En une trentaine d’années, les dirigeants chinois ont sorti plus de 500 millions de personnes de la pauvreté, cas unique dans l’Histoire. On peut gloser sur les inégalités géographiques et de revenus que ce stato-capitalisme a engendré, mais l’essentiel est acquis et les dirigeants savent pertinemment que des inflexions doivent être apportées à la trajectoire socioéconomique suivie : effort environnemental, juste ventilation des richesses, recours accentué à la consommation interne.
Pour ce dernier point, associé à une croissance soutenue, la Chine a engagé un vaste programme géoéconomique pour garantir ses approvisionnements futurs en matières premières agricoles, minerais, sources d’énergies, gestion de sa ZEE maritime, etc. Dans le cas de l’énergie, trois grandes entreprises publiques sont à l’oeuvre : CNPC (China National Petroleum Corporation) chargé de l’exploration et de la production de pétrole dans le Nord et l’Ouest du Pays ; SINOPEC qui gère l’essentiel des capacités de raffinage et a en charge les champs pétroliers du Sud ; CNOOC (China National Offshore Oil Corporation) qui a pour mission de conduire toutes les opérations offshore sur les côtes chinoises. Les politiques de prises de participation ou de rachat sont en cours, SINOPEC ayant déjà acheté un opérateur actif au Nigéria, Cameroun et Gabon ; tandis que CNPC a absorbé Singapore Petroleum. Le récent accord gazier entre la Russie et la Chine entre également dans cette recherche de garantie d’approvisionnement à long terme.
En agriculture, la Chine n’est pas un « prédateur » de l’Afrique comme on la présente d’une manière simpliste mais un véritable acteur du développement local. En échange de location de terres inexploitées – selon la FAO le continent africain possède plus de la moitié des terres arables non-exploitées de la Planète – les intervenants chinois fournissent des crédits à bas taux pour des infrastructures, quand ils ne les construisent pas directement eux-mêmes (routes, écoles, dispensaires…) évitant ainsi la corruption endémique des dirigeants de nombre de Pays.
Et l’Europe ? Il est évident que l’UE aurait tout intérêt à considérer les appels de la Chine sans trop barguigner. Depuis 1925, la Chine est partie au Traité du Svalbard (19 Etats signataires).
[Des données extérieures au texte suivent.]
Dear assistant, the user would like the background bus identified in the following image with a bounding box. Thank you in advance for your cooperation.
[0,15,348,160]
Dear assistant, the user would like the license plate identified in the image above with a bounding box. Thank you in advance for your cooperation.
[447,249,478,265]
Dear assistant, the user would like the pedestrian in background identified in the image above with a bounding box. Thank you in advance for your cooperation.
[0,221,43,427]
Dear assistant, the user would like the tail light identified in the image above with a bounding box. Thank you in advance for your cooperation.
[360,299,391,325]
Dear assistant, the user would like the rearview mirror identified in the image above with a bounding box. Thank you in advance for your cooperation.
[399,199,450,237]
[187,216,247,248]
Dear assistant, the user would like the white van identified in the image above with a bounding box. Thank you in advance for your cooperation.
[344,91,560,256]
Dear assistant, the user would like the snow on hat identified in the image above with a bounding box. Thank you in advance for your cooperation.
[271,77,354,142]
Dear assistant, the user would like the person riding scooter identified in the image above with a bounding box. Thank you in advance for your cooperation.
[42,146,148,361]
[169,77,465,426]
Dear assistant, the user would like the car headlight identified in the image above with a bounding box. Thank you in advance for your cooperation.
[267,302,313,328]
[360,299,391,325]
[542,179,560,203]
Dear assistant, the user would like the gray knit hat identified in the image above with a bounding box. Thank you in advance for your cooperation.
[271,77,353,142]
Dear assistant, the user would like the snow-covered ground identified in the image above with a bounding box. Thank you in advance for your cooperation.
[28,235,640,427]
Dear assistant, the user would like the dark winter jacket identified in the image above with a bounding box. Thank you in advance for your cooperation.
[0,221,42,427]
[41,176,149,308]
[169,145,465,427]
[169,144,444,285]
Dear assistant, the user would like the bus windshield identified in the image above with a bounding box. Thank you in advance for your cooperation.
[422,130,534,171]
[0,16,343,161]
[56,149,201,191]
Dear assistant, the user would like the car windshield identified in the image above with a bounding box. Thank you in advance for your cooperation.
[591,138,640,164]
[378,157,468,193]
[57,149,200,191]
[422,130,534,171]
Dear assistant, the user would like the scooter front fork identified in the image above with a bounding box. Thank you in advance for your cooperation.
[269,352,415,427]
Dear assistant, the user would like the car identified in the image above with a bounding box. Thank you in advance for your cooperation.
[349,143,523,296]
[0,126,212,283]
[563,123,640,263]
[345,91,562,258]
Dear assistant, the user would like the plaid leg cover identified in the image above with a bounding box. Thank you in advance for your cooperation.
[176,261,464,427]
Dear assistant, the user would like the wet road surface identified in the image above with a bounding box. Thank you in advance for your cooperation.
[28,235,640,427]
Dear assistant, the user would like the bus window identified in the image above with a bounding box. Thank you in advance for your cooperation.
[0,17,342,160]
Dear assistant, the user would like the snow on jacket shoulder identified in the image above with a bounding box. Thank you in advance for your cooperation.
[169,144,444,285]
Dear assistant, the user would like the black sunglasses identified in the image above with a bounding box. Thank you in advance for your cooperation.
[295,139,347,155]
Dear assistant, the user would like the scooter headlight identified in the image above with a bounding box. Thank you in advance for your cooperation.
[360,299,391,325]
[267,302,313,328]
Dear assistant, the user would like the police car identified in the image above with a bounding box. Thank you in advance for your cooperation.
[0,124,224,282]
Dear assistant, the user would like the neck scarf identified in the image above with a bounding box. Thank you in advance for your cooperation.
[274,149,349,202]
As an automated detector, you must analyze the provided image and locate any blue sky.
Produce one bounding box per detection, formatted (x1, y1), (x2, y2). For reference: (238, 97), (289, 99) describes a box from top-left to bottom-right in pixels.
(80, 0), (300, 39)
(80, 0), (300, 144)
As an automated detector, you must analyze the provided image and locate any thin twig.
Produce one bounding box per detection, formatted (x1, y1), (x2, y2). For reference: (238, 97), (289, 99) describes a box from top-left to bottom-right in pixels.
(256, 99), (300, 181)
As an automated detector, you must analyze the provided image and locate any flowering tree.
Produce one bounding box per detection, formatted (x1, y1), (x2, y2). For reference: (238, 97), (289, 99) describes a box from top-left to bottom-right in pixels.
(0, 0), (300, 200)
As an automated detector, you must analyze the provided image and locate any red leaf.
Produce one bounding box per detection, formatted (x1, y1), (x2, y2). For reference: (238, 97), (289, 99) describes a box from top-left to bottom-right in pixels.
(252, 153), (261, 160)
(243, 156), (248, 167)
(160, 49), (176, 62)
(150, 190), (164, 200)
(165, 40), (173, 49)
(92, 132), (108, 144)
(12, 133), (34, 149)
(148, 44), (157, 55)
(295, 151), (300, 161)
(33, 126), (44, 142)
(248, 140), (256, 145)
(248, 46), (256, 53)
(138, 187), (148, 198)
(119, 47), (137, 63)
La souveraineté norvégienne reconnue, les signataires ont néanmoins le droit d’y exploiter des ressources naturelles et d’y faire des recherches ; dans ce cadre, la Chine y possède une station de recherche arctique. Au-delà, les relations pourraient se structurer très positivement pour l’UE, la Chine étant dans une position binaire, soit le repli sur elle-même, soit des relations positives avec le plus d’interlocuteurs possibles. Exemple à suivre : la Chine est le seul Etat ou une administration unique gère les compétences relatives à l’eau, les richesses minières, les terres agricoles et l’énergie, ce qui permet une vision globale prospective.
Paul Valéry posait la question « L’Europe deviendra-t-elle ce qu’elle est en réalité, c’est-à-dire un petit cap du continent asiatique ? » A l’UE de répondre… à la bifurcation proposée.